The Heiress Bride - Catherine Coulter [130]
“Everyone finished thirty minutes ago. I’ve been waiting for you to come down. I didn’t think you would appreciate a full table.”
Was that ever the truth, she thought, pinned a smile to her mouth, and walked in, head up.
He grinned at her like a wicked potentate. “I thought perhaps you’d want to speak to me about how I made you feel last night. In private, naturally. I thought perhaps you’d be disappointed because I only brought you to pleasure one time. I’m very sorry you fell asleep, Joan, but I was too much the gentleman to wake you and force you to climax yet again. You’ve been ill, after all, and I didn’t want you to have to feel too much like a wife all at once.”
“You’re very kind, Colin,” she said. She met his eyes and she flushed. He spoke as boldly as did her damned brothers. She never colored up like a silly chit when they were outrageous. She willed her tongue into action; her chin went up. “I’m not disappointed, husband, but I did worry about you. You were too kind. I told you, I would be your wife, but you didn’t allow me to give you any respite.”
“ ‘Respite,’ ” he repeated. “What a gloomy word to use for screaming, thumping sexual pleasure. ‘Respite.’ I must mention that to my friends and see what they think.”
“I would that you not do that. It is a rather private matter. Very well, I will take back ‘respite’ and be more like my brothers. I’m sorry you didn’t have any sexual screaming, Colin.”
“That’s better. What makes you think there was no pleasure for me? I watched you climax, Joan. I watched your eyes get bluer, if that’s possible, then grow dim and vague and it was quite charming. Indeed, I felt your pleasure, for you were trembling beneath my fingers and moaning and when you made those cries in my mouth I assure you I wanted to howl with masculine pleasure. Along with you.”
“But you didn’t,” she said, slipping into her chair.
He gave her a look that was completely unreadable to her and said as matter-of-factly as a fifty-year husband, “Should you like some porridge?”
“Just toast, I think.”
He nodded and rose to serve her. “No, remain seated. I want you strong again.”
He poured her coffee and set her toast in front of her. Then, without warning, he grasped her chin in his hand and lifted her face. He kissed her, long and hard, then very gently. When he released her, her eyes were vague and dazzled and she was leaning against him, her arms loose at her sides.
“Philip told me he would forgive you for lying to him if you asked him nicely,” he said, and walked back to the end of the table. “It appears he understands you very well. He said that you would walk through fire to save me, thus a lie was nothing if it served your cause in serving me.”
She stared at him. Philip was a smart boy. She continued to stare at Colin, at his mouth. A word of affection would have been nice, she thought. Perhaps an endearment. Perhaps an acknowledgment that he was touched that she loved him. She tasted him on her own mouth. She just looked at him helplessly, all that she felt on her face.
He gave her a pained smile that vanished as quickly as it had appeared. “Eat, Joan.” His expression remained unreadable, the sod.
She chewed on her toast, wondering why God, in his infinite wisdom, had created men to be so very different from women.
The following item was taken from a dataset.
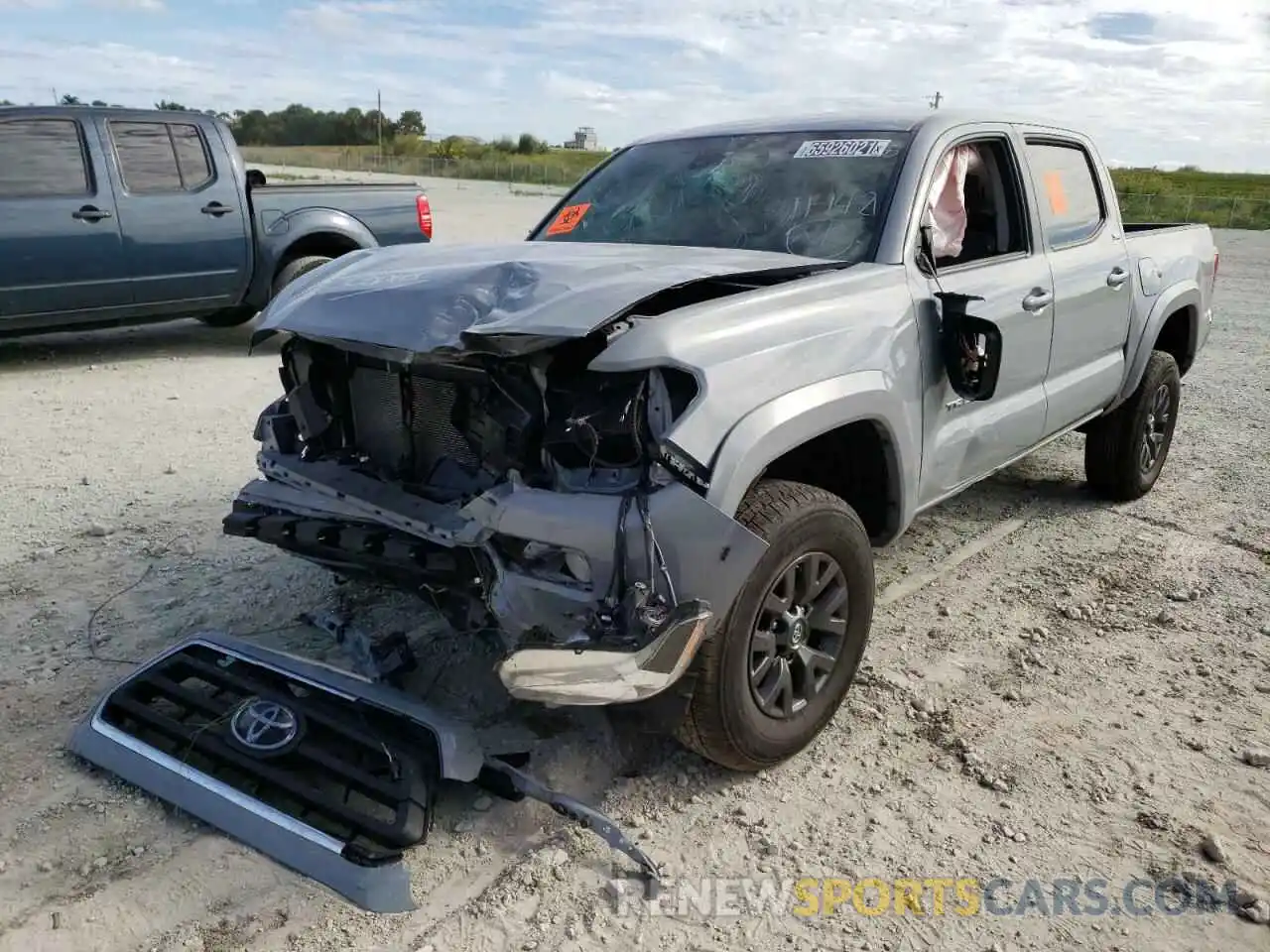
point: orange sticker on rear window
(568, 218)
(1057, 195)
“I also wished to tell you that I intend to question Aunt Arleth this morning. If she was the source Robert MacPherson claims told him I killed Fiona, then I will get the truth out of her.”
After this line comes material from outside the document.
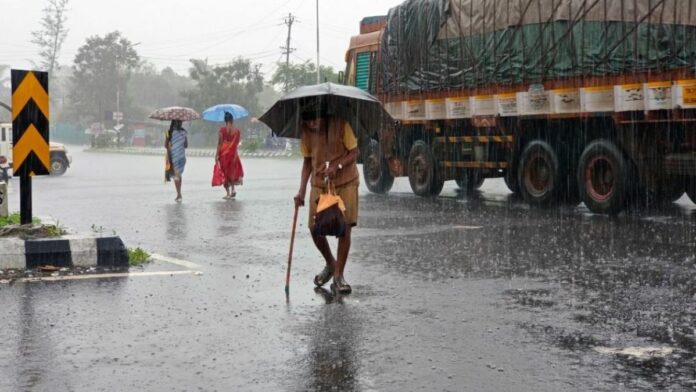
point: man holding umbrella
(328, 138)
(323, 117)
“Somehow I can’t believe it was her. But she does cherish an amazing dislike for you. But then again, she heartily disliked Fiona. It was only your father and your brother she loved, if I understand what worked its way out of her mouth. Actually, Aunt Arleth makes little sense at the best of times. Remember all her talk about a kelpie being your father? She’s very strange.”
“It doesn’t matter. Once I’ve either confirmed or rejected her part in this, she’s leaving Vere Castle, her strangeness with her.”